Iran : le Corps des gardiens accuse les services de renseignement de dix pays et annonce des centaines d’arrestations

25 janvier 2026

Rédaction: Africa Eye

 

Le Corps des gardiens de la révolution islamique (CGRI) a accusé, vendredi, les services de renseignement de dix pays étrangers d’être à l’origine des manifestations qui secouent l’Iran depuis la fin décembre, affirmant qu’il s’agirait d’une « opération organisée » visant à déstabiliser le pays.

Dans son troisième communiqué depuis le début du mouvement, le CGRI évoque une gestion « ferme et ciblée » de la situation par les forces de sécurité et de renseignement, accusant des réseaux liés à des puissances étrangères d’avoir mené des actions violentes, des sabotages et des campagnes de désinformation coordonnées.

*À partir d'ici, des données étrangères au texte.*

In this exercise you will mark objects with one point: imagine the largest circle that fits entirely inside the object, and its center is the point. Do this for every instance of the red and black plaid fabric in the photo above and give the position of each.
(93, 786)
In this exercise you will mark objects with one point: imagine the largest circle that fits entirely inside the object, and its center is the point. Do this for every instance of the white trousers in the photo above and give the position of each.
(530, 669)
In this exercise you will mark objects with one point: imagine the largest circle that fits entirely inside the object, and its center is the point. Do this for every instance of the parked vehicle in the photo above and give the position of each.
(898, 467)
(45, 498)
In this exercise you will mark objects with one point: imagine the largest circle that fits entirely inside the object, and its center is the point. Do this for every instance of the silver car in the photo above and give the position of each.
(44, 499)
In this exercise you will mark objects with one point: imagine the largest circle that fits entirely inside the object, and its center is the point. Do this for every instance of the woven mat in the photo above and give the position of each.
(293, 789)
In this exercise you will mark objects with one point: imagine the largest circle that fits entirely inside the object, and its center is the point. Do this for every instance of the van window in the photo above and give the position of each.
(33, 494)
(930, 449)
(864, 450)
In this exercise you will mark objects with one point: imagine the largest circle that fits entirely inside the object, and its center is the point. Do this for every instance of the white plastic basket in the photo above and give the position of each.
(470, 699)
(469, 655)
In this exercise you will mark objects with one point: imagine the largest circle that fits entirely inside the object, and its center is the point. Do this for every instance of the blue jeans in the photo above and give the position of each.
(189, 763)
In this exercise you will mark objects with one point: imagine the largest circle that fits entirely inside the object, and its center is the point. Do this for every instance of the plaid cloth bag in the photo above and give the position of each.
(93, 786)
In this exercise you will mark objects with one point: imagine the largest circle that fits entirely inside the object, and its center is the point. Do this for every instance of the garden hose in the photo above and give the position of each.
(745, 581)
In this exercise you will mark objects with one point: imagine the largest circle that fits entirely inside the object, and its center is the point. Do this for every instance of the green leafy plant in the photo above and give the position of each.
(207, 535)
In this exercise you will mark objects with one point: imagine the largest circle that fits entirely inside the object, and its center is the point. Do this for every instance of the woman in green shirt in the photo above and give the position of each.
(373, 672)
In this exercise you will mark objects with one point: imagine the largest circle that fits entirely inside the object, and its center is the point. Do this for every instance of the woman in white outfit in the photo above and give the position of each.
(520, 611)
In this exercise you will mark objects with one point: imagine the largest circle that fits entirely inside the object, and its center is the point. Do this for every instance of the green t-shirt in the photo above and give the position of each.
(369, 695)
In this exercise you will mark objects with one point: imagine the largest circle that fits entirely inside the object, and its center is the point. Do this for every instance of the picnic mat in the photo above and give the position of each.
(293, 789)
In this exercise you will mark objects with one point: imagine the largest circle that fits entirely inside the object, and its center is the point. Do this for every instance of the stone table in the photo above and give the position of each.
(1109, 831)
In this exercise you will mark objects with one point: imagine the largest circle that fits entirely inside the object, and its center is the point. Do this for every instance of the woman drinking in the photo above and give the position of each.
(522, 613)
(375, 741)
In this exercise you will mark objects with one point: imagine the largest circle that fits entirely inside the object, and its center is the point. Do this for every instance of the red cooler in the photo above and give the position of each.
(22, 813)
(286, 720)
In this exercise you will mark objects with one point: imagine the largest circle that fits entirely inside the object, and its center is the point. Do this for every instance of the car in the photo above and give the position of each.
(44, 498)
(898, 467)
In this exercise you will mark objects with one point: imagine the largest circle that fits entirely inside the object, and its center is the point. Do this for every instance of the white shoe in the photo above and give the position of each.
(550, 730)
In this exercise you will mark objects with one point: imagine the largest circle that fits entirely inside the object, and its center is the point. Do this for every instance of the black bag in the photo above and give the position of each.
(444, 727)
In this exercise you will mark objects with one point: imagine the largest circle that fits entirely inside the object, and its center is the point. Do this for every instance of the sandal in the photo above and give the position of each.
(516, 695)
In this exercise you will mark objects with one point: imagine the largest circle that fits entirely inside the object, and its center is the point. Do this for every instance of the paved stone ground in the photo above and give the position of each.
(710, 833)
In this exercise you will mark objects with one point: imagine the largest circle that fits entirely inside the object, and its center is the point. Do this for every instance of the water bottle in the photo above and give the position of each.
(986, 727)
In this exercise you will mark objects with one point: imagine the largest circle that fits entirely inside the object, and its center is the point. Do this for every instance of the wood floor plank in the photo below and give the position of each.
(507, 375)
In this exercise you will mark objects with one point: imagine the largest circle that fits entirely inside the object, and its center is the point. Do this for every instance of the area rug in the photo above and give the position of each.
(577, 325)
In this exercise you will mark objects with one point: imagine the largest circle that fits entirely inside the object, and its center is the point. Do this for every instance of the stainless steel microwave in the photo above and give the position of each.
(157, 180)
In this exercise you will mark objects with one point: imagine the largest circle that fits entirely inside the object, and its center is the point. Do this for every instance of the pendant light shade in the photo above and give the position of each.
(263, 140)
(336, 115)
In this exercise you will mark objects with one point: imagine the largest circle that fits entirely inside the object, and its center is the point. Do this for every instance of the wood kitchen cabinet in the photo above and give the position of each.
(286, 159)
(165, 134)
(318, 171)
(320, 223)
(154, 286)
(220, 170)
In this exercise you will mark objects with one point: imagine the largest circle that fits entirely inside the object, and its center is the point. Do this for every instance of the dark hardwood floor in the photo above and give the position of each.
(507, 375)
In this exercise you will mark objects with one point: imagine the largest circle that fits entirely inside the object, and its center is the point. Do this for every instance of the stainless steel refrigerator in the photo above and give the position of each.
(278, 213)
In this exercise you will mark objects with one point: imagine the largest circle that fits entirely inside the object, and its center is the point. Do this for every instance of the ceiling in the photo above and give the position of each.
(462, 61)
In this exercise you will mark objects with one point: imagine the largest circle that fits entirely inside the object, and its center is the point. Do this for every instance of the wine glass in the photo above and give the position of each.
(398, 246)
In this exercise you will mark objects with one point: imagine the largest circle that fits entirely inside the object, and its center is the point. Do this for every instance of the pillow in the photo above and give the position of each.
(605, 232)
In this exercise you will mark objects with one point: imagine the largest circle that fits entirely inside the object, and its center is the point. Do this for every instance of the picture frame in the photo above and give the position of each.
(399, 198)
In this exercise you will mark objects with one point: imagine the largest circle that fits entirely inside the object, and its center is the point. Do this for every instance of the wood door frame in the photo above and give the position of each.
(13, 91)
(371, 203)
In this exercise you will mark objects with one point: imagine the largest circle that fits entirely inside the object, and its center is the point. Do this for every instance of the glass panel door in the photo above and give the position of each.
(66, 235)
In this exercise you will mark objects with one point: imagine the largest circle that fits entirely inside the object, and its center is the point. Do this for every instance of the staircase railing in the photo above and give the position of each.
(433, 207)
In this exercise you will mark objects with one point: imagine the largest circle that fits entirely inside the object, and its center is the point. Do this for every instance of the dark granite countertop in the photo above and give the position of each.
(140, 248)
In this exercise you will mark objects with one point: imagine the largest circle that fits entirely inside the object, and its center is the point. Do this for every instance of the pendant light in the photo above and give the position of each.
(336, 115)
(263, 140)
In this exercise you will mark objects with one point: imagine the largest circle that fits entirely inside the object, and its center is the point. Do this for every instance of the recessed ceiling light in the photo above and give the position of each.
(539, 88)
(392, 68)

Selon ce communiqué, 735 personnes auraient été arrêtées ou convoquées pour leur implication présumée dans des réseaux jugés hostiles à la sécurité nationale. Les autorités indiquent également avoir convoqué et « encadré » près de 11 000 autres personnes, présentées comme vulnérables à l’influence extérieure, dans le cadre d’une stratégie visant à prévenir toute escalade des troubles.

Le CGRI affirme par ailleurs avoir saisi 743 armes, militaires ou de chasse, non autorisées, estimant que ces éléments démontrent le caractère armé de certaines actions menées lors des manifestations. Le communiqué fait aussi état de l’identification de 46 personnes soupçonnées de collaboration avec des services de renseignement étrangers, sans préciser les pays concernés ni la nature exacte des accusations.

Ces annonces interviennent alors que les restrictions sur l’accès à Internet se poursuivent. L’organisation NetBlocks, spécialisée dans la surveillance des réseaux, indique que l’Iran entame sa troisième semaine de coupure quasi totale de l’Internet international, évoquant des tentatives de simulation de trafic laissant croire à un rétablissement partiel de la connexion, sans accès réel et généralisé au réseau mondial.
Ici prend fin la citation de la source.